When I arrived in 2002 to Dongguan via Hong Kong, visas were pretty easy and inexpensive. I had only told a few friends that I was coming to China, because I wasn’t sure myself how long this mystery adventure trip would last. Some of them said “You’re going to China? Sure. Good luck!”
With arrangements made by a Brazilian friend in Dongguan, a car took me from Shekou Port to Dongguan’s East Town Center, where I still live today. But in getting to where I am today not everything was as simple, and life has run along the city’s economy, matching its sprints and a few of its stumbles.
Ready to get back into the food and beverage industry, I went to the Post office and asked for the Yellow Pages to search for hotels to submit resumes. Guess what? Yes. No one spoke English. Mandarin would become my ninth language, but not at this point.
Well, I was here already, and surely I wasn’t going back. At least, I had no intentions then. I made a few Brazilian friends, who I played football and barbecued with. It was a good start, but the language barrier began to peck at my sanity. I mean I could speak eight languages, but none helped.
After tracking down an interview with the assistance of a friend’s 1MB-slow Great Wall Internet access, I sat down with the boss of the Cinese Hotel, known today as the Grand Mercure Houjie Hotel, for a position as the Director of F&B. The interview was not easy, he only spoke Chinese, but he hired me and I was on my way.
Then SARS hit China. Guangdong was most heavily affected. Business was down, factories and hotels were laying off. With the hotel occupancy down 9 percent, my boss could not afford me, saying that my wage was higher than 40 other Chinese workers. The job had only lasted two months and was victim to the first stumble.
The next position ended with a little less help from the economy and a bit more from differences in culture and management styles. Three months passed very fast and I started to look into a possible promotion. The former GM, from Hong Kong, had left the hotel due to “unknown reasons” and they still needed a “white guy” to be the face of the hotel. Unfortunately, disputes with several department heads, because of the facts I would bring to the morning meetings, led to everyone hating me.
The job ended in a law suit, a situation that would send many running out of a foreign environment. But, as it turned out, I was the first foreigner to ever win a labor suit in Dongguan’s courts. It finally gave me some hope that actually China wasn’t that bad.
But another two to three weeks looking for another job, my outlook began to dwindle. Then, over an afternoon beer drinking session after our usual Saturday football match, my teammates asked me what I used to do before I came to China. With a little shame, I said, “pizza.” And after they all laughed, I proclaimed more loudly, “Yes. I used to be a pizza boy. So what?!”
“Great,” one guy said. “Why don’t you open a pizza place here in Dongguan?” The thought had crossed my mind, but that evening it took over my thoughts.

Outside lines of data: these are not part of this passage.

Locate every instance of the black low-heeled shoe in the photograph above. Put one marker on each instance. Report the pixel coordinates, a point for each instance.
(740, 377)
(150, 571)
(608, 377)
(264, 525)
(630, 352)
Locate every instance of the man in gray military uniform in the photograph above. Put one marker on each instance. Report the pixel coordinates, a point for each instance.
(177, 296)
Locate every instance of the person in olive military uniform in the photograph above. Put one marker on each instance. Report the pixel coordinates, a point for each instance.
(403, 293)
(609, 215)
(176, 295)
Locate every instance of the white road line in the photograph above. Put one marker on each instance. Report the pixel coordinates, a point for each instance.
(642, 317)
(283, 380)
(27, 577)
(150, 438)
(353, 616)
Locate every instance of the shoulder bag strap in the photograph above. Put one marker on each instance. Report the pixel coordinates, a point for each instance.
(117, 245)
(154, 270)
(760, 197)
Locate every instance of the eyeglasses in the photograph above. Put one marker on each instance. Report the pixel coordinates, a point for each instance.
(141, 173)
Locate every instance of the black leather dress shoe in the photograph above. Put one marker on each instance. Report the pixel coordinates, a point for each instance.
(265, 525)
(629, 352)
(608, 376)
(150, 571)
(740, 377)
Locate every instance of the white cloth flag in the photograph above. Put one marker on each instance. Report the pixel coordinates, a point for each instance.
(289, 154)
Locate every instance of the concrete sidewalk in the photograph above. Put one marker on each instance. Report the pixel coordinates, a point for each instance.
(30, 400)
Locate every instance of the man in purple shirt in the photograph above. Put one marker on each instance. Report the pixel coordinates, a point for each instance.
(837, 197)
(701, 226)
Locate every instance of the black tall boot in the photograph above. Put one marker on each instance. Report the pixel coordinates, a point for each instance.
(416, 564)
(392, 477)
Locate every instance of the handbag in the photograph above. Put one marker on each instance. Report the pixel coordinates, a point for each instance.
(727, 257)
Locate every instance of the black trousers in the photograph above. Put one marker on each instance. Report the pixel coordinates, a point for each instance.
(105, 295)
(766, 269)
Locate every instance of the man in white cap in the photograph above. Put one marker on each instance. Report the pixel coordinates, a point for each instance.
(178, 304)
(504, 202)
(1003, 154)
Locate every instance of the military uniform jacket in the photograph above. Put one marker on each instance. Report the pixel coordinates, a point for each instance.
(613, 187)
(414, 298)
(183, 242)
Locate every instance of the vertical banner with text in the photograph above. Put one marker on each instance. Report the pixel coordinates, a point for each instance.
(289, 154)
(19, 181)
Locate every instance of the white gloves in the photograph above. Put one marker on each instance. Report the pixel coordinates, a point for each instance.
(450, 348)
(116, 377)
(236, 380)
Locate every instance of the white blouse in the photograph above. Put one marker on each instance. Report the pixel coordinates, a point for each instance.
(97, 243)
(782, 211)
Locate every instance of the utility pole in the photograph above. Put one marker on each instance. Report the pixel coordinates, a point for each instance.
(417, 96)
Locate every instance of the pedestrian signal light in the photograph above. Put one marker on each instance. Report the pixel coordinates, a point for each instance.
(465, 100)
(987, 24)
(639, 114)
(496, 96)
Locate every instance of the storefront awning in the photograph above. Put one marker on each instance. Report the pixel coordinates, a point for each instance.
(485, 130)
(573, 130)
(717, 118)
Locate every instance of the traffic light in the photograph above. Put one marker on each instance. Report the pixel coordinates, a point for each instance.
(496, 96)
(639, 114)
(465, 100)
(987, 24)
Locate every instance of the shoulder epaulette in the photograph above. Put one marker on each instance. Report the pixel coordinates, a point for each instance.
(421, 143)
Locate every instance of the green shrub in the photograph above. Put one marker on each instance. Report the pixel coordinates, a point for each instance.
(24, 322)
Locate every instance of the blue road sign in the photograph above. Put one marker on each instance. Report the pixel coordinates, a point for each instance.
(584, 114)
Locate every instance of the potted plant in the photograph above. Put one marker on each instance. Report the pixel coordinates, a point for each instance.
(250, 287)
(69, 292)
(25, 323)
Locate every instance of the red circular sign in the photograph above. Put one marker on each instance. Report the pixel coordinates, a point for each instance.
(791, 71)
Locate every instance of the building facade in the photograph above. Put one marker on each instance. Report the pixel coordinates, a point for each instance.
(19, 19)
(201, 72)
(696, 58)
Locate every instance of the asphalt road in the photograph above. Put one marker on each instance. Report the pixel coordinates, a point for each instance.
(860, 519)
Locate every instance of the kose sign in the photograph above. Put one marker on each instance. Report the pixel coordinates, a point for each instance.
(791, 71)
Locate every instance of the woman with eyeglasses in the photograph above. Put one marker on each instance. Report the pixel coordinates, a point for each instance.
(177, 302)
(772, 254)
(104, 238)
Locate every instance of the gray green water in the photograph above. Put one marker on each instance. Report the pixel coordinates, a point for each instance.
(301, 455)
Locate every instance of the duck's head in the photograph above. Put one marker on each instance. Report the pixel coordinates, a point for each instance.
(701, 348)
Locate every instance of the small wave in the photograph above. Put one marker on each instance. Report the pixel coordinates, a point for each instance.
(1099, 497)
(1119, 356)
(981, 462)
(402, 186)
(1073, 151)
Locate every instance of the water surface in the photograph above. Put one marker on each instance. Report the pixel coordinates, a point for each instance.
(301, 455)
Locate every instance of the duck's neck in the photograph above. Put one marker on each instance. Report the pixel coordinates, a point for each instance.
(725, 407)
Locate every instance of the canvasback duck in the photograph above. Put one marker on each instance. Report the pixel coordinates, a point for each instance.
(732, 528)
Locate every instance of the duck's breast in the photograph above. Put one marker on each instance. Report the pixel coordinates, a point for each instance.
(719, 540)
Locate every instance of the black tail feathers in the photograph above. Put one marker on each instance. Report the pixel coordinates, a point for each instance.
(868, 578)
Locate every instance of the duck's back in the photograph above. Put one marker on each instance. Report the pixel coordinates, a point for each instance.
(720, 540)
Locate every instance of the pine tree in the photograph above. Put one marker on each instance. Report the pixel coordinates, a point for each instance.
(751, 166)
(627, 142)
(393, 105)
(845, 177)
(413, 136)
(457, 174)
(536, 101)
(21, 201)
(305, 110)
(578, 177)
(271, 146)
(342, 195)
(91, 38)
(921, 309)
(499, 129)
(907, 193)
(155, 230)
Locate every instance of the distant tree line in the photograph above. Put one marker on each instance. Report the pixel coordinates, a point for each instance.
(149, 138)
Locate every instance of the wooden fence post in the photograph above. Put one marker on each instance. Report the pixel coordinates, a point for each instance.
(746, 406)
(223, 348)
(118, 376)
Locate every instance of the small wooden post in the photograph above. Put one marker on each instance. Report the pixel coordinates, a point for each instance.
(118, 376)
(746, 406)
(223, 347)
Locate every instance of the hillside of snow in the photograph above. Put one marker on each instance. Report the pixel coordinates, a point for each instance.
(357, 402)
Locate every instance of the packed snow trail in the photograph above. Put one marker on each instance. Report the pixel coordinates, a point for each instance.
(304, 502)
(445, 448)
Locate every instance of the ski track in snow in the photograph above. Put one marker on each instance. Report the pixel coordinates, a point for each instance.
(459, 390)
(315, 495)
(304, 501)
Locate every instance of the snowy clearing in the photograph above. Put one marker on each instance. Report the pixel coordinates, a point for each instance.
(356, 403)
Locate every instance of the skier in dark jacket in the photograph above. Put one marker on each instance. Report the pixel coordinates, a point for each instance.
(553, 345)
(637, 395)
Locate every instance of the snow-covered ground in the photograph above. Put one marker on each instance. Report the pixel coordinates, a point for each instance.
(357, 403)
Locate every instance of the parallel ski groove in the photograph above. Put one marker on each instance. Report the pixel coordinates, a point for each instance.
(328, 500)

It was the right time to start a business. There wasn’t a single foreign owned/managed restaurant in the entirety of Dongguan, and my little pizza joint was “The Place” where the majority of foreigners would hang out for a slice of pizza, a cold beer and to meet up with friends. The first five years, business boomed and I opened a second branch across town in Nancheng.
Less than two months after we’d opened the second store, a Korean gentleman came in to the Dongcheng branch and offered RMB 2.5 million for the brand. It was a very busy day; I was short staffed, but I respectfully said that the business was not for sale. The Korean gentleman came back 10 days later and offered 3 million for me to hand over my entire business and the reputation I had built for the last five years. I thought about it for a few seconds, and with a smile on my face I again relpied, “Sorry, this business is not for sale.”
Two weeks later, the biggest economic recession of my life hit. The stock markets shot out big red numbers, people were selling their homes, losing their jobs, companies were shutting everything down. “Oh my God.” I could have sold my business for RMB 3 million just two weeks ago.
Several restaurants in Dongguan shut down, and many companies were having to lay off staff due to the decrease in orders and business. We did have to lay off some staff as well, but with some promotions we carried on, and we made it.
And so, when the latest hit on the local economy a few months ago, this one from the central government, took out nightclubs, KTVs and massage parlors, thousands and thousands of people have lost their jobs. Taxis and hotels complain of lost revenues, but we are riding the wave. It is business as usual, only in Dongguan.